A lot of the talk about building applications for devices focuses on the user interface (UI). Rightly so, as the UI can be the single most challenging aspect of developing an application, especially on mobile devices which present new constraints on size and interaction. However, there are a new breed of apps that have grown in popularity recently that have zero UI that some argue represent the future of the web. These include written interfaces like bots as well as natural, spoken language interfaces like Amazon's Alexa.
In this article, we'll explore how to build an app (aka "skill") for Amazon's Alexa. We'll explore some of the unique challenges to application development when the only means of input and output is spoken language. I'll discuss an experimental application I built for Alexa that allows the user to ask for browser feature support using data from Can I Use.
Since I first created this skill, someone has since released a Can I Use bot for Slack, which performs a similar task but with text rather than voice.
Alexa is the voice service that most famously runs the Amazon Echo but has also begun to appear on other Amazon products such as the recent Echo Dot and Tap. It was also recently added to the Fire TV. It functions much like Siri or Cortana, with a couple of important distinctions.
The first distinction is that there is no option for visual output on devices like the Echo and Echo Dot. This means that, unlike Siri or Cortana, there is no equivalent option to bringing up something like a web page, search results or a map in response to a query. Your only option for responding is with voice. (Yes, there is an Alexa app that does have a UI, but it is typically not a requirement for Alexa's use.)
The second distinction is that Amazon has chosen to let individuals and companies leverage Alexa either by integrating its voice services into their own devices or by building apps (call skills) for Alexa.

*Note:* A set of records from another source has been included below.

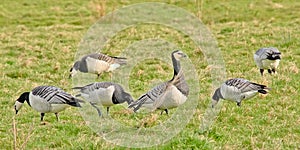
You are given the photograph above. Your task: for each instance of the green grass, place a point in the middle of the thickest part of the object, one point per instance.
(39, 41)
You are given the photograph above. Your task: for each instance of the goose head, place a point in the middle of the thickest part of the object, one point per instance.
(20, 101)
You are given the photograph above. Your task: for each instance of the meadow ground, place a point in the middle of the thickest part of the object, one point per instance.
(39, 40)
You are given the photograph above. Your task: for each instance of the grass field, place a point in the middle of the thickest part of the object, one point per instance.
(39, 41)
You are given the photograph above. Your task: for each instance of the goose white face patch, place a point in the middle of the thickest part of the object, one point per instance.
(73, 72)
(18, 105)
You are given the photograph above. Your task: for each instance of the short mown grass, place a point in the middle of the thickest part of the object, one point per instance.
(39, 41)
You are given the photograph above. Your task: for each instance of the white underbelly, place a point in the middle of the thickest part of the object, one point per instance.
(58, 107)
(267, 64)
(173, 98)
(43, 106)
(96, 66)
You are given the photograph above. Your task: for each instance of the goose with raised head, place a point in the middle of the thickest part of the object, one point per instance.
(169, 94)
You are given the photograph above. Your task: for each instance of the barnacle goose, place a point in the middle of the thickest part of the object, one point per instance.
(267, 58)
(104, 93)
(169, 94)
(47, 99)
(238, 89)
(97, 63)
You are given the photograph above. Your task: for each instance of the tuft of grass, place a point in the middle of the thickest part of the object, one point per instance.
(39, 41)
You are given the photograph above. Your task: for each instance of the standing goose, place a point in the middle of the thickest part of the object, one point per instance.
(238, 89)
(267, 58)
(169, 94)
(97, 63)
(47, 99)
(105, 93)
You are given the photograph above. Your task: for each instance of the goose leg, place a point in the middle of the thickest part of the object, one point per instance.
(107, 110)
(269, 70)
(273, 70)
(166, 110)
(42, 116)
(98, 110)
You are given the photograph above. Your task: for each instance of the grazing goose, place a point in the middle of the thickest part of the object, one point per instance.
(267, 58)
(97, 63)
(169, 94)
(105, 93)
(47, 99)
(238, 89)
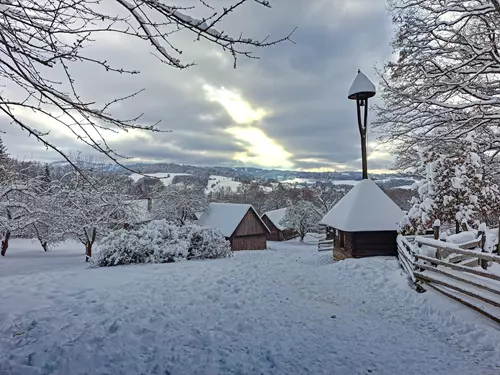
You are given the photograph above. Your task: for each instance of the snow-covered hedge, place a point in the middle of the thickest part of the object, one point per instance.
(160, 242)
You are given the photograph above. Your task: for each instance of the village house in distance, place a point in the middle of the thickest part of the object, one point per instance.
(365, 222)
(239, 223)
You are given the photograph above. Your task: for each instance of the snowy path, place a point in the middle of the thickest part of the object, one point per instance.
(286, 311)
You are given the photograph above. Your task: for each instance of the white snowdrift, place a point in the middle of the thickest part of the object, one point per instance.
(285, 311)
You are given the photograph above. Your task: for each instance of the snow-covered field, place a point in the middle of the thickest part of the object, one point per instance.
(217, 182)
(166, 178)
(289, 310)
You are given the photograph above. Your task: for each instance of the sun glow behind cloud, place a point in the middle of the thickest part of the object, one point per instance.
(260, 149)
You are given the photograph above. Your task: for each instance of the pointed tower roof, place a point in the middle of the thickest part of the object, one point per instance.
(365, 208)
(361, 86)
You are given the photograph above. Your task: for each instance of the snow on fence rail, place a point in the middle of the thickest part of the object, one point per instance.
(454, 271)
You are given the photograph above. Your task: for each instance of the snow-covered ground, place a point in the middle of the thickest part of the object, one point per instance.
(310, 181)
(166, 178)
(217, 182)
(289, 310)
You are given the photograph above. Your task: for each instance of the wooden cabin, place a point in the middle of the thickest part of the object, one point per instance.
(364, 222)
(272, 219)
(239, 223)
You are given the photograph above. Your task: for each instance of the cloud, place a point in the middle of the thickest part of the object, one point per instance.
(287, 109)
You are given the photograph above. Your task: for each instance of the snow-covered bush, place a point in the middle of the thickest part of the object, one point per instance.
(208, 243)
(160, 242)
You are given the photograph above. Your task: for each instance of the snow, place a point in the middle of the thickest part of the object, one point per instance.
(309, 181)
(289, 310)
(165, 177)
(221, 182)
(364, 208)
(225, 216)
(276, 216)
(138, 209)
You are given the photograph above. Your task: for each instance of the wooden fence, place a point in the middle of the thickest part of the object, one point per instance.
(454, 271)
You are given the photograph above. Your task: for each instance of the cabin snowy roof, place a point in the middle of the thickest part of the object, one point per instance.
(364, 208)
(226, 217)
(275, 216)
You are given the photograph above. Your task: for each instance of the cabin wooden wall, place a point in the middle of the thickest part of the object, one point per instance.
(366, 244)
(250, 234)
(252, 242)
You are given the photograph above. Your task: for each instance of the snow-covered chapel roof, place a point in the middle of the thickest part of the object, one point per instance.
(226, 217)
(364, 208)
(275, 216)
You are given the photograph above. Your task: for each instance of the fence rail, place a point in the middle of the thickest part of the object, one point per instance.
(474, 287)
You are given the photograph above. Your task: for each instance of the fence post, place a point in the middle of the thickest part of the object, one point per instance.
(437, 224)
(482, 233)
(464, 226)
(498, 238)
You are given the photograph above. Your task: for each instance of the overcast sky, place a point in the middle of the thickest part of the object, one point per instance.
(286, 110)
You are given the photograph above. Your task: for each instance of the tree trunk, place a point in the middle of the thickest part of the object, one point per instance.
(88, 251)
(90, 243)
(5, 243)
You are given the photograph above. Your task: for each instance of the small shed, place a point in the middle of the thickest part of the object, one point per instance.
(239, 223)
(278, 232)
(365, 222)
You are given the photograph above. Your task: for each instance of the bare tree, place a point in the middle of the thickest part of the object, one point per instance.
(40, 40)
(444, 82)
(301, 217)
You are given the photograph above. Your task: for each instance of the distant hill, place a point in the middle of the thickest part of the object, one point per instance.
(248, 174)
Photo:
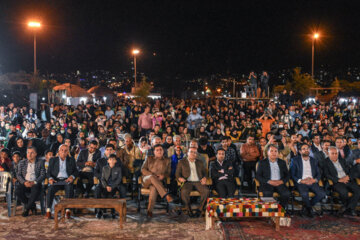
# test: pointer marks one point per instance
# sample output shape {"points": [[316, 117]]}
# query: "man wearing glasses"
{"points": [[191, 172], [306, 175]]}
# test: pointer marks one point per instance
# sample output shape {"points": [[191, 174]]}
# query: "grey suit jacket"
{"points": [[40, 171], [114, 173]]}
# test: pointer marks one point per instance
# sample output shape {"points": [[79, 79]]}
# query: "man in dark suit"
{"points": [[354, 160], [316, 145], [61, 173], [154, 170], [343, 180], [321, 156], [109, 182], [306, 174], [343, 148], [30, 174], [102, 162], [86, 163], [222, 173], [192, 173], [272, 173]]}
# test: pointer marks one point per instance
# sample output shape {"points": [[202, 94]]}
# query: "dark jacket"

In addition, there are two types of skills, a "smart home skill" that adds Alexa integration with various smart home devices. This allows users to control aspects of their home, such as turn on the lights or change the temperature, using their voice. However, a standard skill simply responds to a user's query. You ask Alexa a question and, assuming it has the skill, it answers. It's the latter type of skill we're going to explore today.
Alexa skills can be created using JavaScript and Node.js that is deployed to Amazon Web Services. It'll require a free AWS plan (though they will ask for a credit card) and an Amazon developer account, which is also free.
This article won't walk you through all the steps to setting up your accounts, however, Amazon's tutorial for creating a fact skill has detailed instructions on how to set up your accounts (note: some of the images are slightly outdated, but the steps should still be fairly obvious). There is also fairly thorough documentation regarding the Alexa Skills Kit which, as its name implies, allows you to develop new skills for Alexa.
I'll focus on the code required to create the skill and getting that code uploaded and tested both in the browser and on an Echo as well as the complexity in converting data to spoken language.
Amazon has created a number of skills templates that are available on GitHub. They include everything from a simple "Hello World" to a more complex skill that calls an API. It's a good reference point if you plan to develop for Alexa.
I used the Minecraft Helper sample as my starting point. This sample works off a fixed list of potential queries defined by a custom slot type, which is what we'll need to use for the Can I Use data - more on that later.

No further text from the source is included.